The archipelago of the Bear Islands is one of the main places where the ancestral dens of polar bears are formed on the lands of Yakutia. The monitoring data will be used in the large-scale research project “White Bear Census”, which has been implemented in our country since 2022.
The calculation of the number of animals living on the archipelago of the Bear Islands and the coastal part of the reserve takes place annually: in autumn, polar bears are clearly visible on the ground not yet covered with snow. The research was conducted in two stages.
At the first stage, during the first day of air monitoring, 99 polar bear individuals were recorded from a helicopter, as a result of the second flight, according to visual observations, more than 70 predators were counted. Simultaneously with visual observations, instrumental multispectral aerial photography was conducted for the first time on the territory of the Bear Islands Nature Reserve.

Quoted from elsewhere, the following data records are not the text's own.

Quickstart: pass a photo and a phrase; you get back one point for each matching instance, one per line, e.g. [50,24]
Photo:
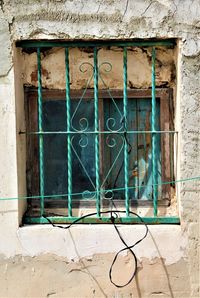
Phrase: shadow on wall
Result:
[152,278]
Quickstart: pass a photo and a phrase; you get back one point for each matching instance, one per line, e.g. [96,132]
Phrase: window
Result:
[96,147]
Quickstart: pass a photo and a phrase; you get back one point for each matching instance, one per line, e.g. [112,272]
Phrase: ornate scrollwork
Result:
[109,195]
[83,142]
[111,141]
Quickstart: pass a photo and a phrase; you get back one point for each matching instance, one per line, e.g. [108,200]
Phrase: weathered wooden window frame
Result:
[166,124]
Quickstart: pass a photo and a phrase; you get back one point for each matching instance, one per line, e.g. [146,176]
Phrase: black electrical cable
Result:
[127,247]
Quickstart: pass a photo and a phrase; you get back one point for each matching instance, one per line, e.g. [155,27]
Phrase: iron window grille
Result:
[97,137]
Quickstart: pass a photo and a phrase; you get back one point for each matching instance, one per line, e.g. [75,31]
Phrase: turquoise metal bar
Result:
[103,220]
[96,127]
[126,177]
[153,128]
[69,155]
[139,43]
[41,157]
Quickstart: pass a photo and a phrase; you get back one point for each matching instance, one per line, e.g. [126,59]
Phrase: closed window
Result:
[96,148]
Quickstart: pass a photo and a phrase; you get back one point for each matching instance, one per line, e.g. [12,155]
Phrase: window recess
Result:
[95,148]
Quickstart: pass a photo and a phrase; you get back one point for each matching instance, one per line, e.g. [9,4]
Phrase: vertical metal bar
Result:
[125,102]
[41,153]
[96,127]
[69,155]
[153,128]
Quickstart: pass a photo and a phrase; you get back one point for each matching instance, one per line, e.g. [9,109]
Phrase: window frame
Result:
[166,124]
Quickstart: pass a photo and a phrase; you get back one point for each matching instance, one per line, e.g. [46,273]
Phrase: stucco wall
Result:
[48,261]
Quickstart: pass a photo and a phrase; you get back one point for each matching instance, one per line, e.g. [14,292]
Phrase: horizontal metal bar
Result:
[94,43]
[121,220]
[98,132]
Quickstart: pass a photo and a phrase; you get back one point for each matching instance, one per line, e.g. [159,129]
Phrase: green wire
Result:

The method of obtaining photos and video images of a polar bear and its habitats from a helicopter not only in the visible range, but also in the infrared thermal spectrum made it possible to more reliably detect animals in difficult weather conditions.

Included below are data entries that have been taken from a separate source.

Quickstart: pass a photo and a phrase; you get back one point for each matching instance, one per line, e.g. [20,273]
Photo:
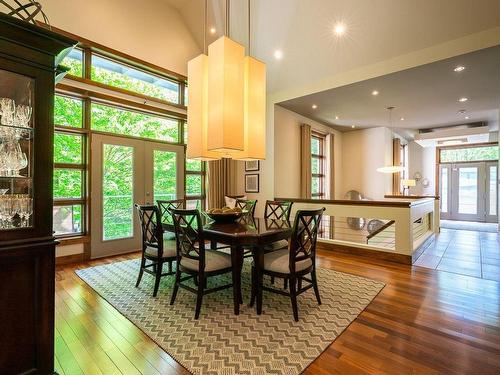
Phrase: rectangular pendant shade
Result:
[225,96]
[197,110]
[254,111]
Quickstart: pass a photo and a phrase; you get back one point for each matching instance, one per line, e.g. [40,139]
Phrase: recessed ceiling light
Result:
[339,29]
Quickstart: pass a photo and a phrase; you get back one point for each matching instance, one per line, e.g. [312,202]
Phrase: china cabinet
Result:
[29,56]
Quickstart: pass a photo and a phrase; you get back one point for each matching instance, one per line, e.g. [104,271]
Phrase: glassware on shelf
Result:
[15,211]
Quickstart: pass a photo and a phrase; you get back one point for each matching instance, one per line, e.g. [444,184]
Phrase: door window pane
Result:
[67,183]
[67,148]
[193,184]
[120,121]
[493,190]
[125,77]
[164,175]
[117,192]
[67,219]
[444,189]
[68,112]
[467,190]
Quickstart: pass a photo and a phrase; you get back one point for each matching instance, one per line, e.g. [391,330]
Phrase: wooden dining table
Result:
[247,233]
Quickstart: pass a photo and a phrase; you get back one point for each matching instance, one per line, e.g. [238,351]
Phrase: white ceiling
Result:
[425,96]
[302,29]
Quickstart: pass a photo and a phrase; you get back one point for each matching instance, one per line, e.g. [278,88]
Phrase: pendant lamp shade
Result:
[226,78]
[198,110]
[254,111]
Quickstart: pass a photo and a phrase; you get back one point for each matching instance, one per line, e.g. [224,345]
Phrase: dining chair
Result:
[156,251]
[247,205]
[295,262]
[192,258]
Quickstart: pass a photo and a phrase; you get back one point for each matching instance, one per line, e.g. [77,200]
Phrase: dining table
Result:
[246,234]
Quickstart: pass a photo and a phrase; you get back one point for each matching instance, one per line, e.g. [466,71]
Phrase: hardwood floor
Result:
[424,321]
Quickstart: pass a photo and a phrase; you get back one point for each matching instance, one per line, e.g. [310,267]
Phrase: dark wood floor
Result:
[424,321]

During the second stage of the research, it was necessary to collect biological materials, for which the researchers caught a male polar bear, which was then released. “Such studies have allowed us to draw conclusions about the physical condition of animals, the characteristics of their food supply,” explained Arkady Semenov, director of the Lena Pillars National Park, to which the Bear Islands Reserve administratively belongs.
“We will also be able to assess the health of the population and the impact of the Northern Sea Route on animals. The territory of the reserve is unique in that bears live in a natural environment – there is not a single settlement or military base there. And in this sense, the Bear Islands Nature Reserve can become one of the central sites for the study of polar bears,” the director said.
Photo: Maxim Deminov / GeoPhoto
In the autumn of 2023, during the project, the number of polar bears in the Bear Islands Nature Reserve was determined for the first time: the drone photographed the animals, the neural network processed more than 25 thousand frames, and it turned out that 176 bears live on the archipelago, among them 31 cubs.
At the same time, a five-year animal monitoring program was launched (from 2024 to 2028) in the Bear Islands Nature Reserve, called the “polar bear maternity hospital”, which was estimated at 138 million rubles.
Bear Islands is a state nature reserve in the north of the Nizhnekolymsky district of the Republic of Sakha (Yakutia), established in 2020. It consists of two clusters with a total area of 815,568 hectares – marine and mainland. The Bear Islands are 6 islands in the East Siberian Sea: Krestovsky, Andreeva, Pushkareva, Leontieva, Lysova, Chetyrehstolbovoy. The reserve also includes the Kolyma tundra on the mainland.
This year’s research was conducted jointly with representatives of the Ministry of Natural Resources of Russia, the Roszapovedcenter, ANO “Ecofactor” and the Institute of Ecology and Evolution named after A.N. Severtsov. The results of the visual and instrumental calculation will become known after processing several tens of thousands of photographs – for which scientists use artificial intelligence.